The problem arrived as a deployment cost complaint, which is usually how the interesting architectural problems arrive. An enterprise finance team had two fine-tuned models in production: one trained on earnings transcripts, 10-Ks, and financial covenants — the quantitative reasoning workhorse — and one trained on client communication, meeting summaries, and investor-facing language. Both models were good at their respective jobs. Neither could do the other's job reliably.
The workflow that broke it was a simple one on paper: an analyst needed to draft a client memo that explained a DCF analysis. To do that well, you need quantitative precision and readable prose in the same output — the kind of thing that feels natural when a skilled analyst writes it, and falls apart when you pipeline two models through a string hand-off. The quant model produces precise numbers. The comms model receives a text string and generates fluent language around it. What it does not receive is the intermediate attention states and logits that encode the quantitative reasoning. The boundary between the two models destroys exactly the thing the output needed most.
The obvious answer was to fine-tune a single model that could do both. That answer came with a cost: curating a training dataset that covered both domains adequately, running a training job on a sufficiently large model, evaluating the result, iterating.
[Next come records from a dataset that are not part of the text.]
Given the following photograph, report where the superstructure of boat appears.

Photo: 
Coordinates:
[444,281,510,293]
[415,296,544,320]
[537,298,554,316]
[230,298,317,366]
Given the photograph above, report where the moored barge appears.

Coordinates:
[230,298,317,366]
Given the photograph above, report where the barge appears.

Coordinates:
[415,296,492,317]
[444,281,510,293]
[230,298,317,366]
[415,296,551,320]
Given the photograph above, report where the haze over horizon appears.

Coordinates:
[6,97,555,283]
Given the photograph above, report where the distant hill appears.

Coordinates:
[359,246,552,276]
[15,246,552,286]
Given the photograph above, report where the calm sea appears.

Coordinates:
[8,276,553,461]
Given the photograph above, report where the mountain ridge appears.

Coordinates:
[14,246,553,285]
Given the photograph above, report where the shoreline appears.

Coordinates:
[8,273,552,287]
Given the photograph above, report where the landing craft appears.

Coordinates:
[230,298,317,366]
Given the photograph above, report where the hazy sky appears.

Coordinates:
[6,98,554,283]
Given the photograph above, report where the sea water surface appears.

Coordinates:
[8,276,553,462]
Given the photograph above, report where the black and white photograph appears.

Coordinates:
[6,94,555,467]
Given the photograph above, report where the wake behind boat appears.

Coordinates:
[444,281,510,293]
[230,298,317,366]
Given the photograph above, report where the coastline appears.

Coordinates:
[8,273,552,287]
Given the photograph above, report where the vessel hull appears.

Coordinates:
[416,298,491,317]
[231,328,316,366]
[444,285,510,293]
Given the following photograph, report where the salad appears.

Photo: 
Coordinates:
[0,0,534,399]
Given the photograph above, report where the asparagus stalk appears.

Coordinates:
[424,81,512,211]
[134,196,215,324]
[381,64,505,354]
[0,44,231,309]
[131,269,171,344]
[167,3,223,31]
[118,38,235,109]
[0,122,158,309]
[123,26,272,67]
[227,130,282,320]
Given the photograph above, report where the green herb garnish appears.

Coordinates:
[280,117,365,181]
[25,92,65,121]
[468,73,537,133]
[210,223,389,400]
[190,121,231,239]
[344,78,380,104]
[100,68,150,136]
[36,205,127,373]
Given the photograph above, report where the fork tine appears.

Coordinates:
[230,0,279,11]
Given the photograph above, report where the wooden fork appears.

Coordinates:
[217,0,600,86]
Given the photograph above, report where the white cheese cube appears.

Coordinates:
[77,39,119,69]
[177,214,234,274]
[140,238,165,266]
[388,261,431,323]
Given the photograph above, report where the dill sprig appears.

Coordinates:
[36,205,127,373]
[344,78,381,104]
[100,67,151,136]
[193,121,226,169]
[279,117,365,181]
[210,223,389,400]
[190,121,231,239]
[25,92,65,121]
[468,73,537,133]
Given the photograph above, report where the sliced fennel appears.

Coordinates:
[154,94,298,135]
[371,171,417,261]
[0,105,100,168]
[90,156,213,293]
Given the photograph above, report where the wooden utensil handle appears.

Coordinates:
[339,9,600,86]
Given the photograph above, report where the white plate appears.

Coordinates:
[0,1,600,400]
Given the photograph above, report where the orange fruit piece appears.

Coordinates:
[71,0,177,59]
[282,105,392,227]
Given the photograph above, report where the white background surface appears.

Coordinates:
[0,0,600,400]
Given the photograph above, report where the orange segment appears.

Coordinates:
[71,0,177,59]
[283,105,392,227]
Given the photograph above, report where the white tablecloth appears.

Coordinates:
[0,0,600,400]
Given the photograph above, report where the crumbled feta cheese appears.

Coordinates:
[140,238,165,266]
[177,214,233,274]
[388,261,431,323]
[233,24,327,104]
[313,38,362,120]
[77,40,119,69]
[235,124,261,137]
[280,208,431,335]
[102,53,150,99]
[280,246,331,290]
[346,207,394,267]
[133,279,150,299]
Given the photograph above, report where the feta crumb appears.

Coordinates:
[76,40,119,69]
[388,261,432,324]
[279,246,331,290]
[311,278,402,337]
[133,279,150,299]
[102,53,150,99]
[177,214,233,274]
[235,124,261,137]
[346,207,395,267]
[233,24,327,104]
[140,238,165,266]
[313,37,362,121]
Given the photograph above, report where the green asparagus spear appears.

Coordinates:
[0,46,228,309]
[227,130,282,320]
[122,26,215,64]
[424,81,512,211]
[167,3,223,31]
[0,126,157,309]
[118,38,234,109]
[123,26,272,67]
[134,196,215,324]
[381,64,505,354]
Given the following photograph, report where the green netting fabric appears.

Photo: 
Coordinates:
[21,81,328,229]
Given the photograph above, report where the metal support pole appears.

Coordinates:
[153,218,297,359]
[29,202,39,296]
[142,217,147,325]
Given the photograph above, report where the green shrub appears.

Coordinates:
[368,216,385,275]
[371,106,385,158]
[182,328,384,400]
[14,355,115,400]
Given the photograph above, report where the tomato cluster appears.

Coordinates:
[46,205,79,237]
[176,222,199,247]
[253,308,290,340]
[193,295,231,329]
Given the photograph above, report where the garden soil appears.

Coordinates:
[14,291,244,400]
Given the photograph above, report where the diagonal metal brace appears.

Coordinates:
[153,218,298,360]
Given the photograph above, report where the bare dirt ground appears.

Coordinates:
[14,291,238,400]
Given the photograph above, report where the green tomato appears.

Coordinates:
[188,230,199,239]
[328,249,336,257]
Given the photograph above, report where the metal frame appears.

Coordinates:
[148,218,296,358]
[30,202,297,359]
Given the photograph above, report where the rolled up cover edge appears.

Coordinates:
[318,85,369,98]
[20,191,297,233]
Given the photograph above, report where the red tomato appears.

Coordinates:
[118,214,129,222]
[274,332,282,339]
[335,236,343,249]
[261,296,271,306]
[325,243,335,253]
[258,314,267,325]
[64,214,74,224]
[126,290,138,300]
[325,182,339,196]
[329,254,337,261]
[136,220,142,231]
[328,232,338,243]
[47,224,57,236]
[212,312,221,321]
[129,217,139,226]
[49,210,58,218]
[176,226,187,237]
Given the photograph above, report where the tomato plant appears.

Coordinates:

Weeks of work and thousands of dollars in GPU compute — for a problem where both of the required capabilities already existed, in trained form, in two models that shared the same base architecture.
That is when the merge became worth examining seriously.
What weight merging actually is
Model merging is the practice of combining the weights of two or more fine-tuned models into a single model — without any training, without any labelled data, and without any gradient updates. The result is a single model that, when the conditions are right, retains meaningful capability from each of its source models.
The intuition behind why this works starts with task vectors. When you fine-tune a model, the fine-tuning changes the weights relative to the base model. The difference between the fine-tuned weights and the base model weights — the task vector — encodes everything the fine-tuning taught the model. If two models were fine-tuned from the same base, you can represent each of them as a base model plus a task vector. Adding those task vectors together and applying the sum to the base model produces a merged model that, in principle, inherits both fine-tunings.
In practice, it is more complicated than addition. Task vectors interfere with each other. When two models disagree on the sign of a weight update for the same parameter — one pushes the weight up, the other pushes it down — naive averaging produces cancellation. Neither specialisation is preserved. The mid-to-late transformer layers, where domain-specific representations concentrate, show the highest conflict rates. Managing that interference is where the interesting engineering lives.
Fine-tuning encodes new capabilities into a model. Merging combines capabilities that already exist. These are solutions to different problems — and confusing them is expensive.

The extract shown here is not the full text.